You haven't said whether you're using FreeBSD 4.x or 5.x; if the latter I noticed
something the other day (in freebsd-questions, where I'm sure you'd get this fixed
fast!) about problems with putty and the (new) default SSH settings that required
some reconfiguration of sshd .. off hunting for some details ..
Ok, two partial quotes, out of context, from -questions to give flavour and maybe help:
"There are know issues with ssh2 on earlier versions of Putty.
Try Putty Release 0.56"
and
"Similiar problems have been noted on this list before with putty, the
solution was to set PasswordAuthentication to yes in your sshd_config
which is disabled by default in 5.3"
The first may apply whatever (recent) version of freebsd you're running.
If that doesn't help, consolidate all the info you've given to questions by others
here and take it to where there are scores of people who can help. I suggest:
http://lists.FreeBSD.org/mailman/listinfo/freebsd-questions
try the search facility (say for 'putty sshd' in -questions), it's really quite
good, and you might not even need to subscribe if you're reluctant.

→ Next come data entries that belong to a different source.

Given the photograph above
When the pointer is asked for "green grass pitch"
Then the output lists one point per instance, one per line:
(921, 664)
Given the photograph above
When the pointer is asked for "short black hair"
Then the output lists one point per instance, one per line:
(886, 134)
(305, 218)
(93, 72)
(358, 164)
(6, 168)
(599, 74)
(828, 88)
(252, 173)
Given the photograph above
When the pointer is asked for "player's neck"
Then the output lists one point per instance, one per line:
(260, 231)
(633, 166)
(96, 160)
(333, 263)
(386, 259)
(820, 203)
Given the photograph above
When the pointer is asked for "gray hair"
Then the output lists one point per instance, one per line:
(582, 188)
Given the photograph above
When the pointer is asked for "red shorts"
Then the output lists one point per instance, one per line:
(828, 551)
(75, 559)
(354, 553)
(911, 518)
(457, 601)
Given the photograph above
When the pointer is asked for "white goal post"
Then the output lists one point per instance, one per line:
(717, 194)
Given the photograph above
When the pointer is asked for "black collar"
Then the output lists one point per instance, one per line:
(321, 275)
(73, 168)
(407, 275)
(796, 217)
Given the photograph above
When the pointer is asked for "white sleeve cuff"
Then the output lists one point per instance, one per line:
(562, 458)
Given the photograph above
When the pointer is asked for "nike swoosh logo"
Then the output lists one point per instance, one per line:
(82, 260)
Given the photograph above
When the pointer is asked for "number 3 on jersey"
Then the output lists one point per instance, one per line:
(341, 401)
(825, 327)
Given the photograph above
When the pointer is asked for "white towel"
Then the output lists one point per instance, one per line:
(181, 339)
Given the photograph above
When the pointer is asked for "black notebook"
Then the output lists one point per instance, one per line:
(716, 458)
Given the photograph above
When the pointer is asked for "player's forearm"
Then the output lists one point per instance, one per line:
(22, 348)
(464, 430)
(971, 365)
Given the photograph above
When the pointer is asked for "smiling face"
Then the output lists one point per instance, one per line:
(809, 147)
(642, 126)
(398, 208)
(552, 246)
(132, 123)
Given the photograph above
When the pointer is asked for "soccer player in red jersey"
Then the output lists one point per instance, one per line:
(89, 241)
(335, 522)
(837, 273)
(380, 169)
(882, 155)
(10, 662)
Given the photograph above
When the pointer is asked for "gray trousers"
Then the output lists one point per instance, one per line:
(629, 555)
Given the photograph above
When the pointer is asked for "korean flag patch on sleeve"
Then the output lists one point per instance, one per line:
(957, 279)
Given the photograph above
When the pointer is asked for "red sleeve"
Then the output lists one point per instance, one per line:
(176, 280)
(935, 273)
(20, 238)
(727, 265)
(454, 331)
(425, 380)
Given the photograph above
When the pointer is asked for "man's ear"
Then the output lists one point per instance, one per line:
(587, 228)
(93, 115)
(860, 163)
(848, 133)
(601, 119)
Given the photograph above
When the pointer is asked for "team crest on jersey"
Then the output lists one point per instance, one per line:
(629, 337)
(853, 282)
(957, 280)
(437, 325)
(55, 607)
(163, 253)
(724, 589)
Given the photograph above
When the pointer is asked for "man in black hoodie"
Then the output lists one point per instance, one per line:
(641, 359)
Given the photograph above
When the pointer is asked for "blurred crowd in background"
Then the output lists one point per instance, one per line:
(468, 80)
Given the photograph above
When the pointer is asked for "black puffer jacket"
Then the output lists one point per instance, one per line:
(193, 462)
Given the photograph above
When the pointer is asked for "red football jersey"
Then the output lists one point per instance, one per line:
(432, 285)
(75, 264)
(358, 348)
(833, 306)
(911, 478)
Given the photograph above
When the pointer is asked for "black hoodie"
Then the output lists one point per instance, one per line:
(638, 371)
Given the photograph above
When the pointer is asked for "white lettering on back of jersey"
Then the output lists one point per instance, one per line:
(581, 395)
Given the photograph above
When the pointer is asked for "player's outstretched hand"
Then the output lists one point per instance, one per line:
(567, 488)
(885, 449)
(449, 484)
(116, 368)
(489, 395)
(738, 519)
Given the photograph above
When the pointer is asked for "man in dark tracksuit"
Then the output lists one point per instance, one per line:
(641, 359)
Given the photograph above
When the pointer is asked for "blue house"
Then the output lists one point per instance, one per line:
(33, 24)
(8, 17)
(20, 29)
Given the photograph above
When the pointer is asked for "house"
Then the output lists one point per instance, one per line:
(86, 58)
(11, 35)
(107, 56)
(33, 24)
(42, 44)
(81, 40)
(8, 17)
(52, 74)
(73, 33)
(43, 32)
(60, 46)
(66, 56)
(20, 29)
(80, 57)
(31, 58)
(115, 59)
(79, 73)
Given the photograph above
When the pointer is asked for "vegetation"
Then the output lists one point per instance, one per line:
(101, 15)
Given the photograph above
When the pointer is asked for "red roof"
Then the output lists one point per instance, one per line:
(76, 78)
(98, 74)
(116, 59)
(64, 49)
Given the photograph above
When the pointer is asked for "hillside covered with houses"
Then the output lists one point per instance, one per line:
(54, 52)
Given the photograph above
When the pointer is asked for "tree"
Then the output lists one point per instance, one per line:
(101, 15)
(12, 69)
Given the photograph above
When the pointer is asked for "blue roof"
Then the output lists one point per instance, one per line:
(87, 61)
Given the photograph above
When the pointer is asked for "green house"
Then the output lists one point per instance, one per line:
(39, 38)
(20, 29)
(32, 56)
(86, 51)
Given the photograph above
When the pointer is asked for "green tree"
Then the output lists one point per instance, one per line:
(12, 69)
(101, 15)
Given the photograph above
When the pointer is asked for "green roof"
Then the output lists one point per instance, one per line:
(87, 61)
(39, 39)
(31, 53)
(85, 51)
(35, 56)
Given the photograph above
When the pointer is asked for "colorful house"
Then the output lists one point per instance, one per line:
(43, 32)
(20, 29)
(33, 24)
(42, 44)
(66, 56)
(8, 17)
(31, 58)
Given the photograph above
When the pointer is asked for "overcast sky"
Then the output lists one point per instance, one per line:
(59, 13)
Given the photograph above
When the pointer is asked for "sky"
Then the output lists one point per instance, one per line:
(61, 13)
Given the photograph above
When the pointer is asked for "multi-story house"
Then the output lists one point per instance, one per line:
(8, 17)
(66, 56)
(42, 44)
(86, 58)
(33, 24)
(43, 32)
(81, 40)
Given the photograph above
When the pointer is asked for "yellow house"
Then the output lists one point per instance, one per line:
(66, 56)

(I just tried exactly that search from http://lists.freebsd.org/pipermail/freebsd-questions/
and got plenty of hits, headed up by the two I quoted bits from)
You might also check natd(8) again and enable -verbose and whatever other switches
will give you some more detailed syslogging of what's going on ..
As I said, I'm not running NAT here, so value my advice for what it cost you :)
cheers, Ian
Also,
Lines 200 and 300 don't do anything. Any traffic bound to or from 127.0.0.0/8 HAS to go via the loopback interface (lo0). You have already allowed all traffic over lo0 on line 100.
That's the reason why lines 200 and 300 SHOULD BE THERE!
To make sure that only traffic going through the local loop uses that range and that you don't accept any spoofed packets with that range from the outside world.
[lists.freebsd.org...]
It's odd that I can ssh from the local machine, from an external machine, just not a different internal machine.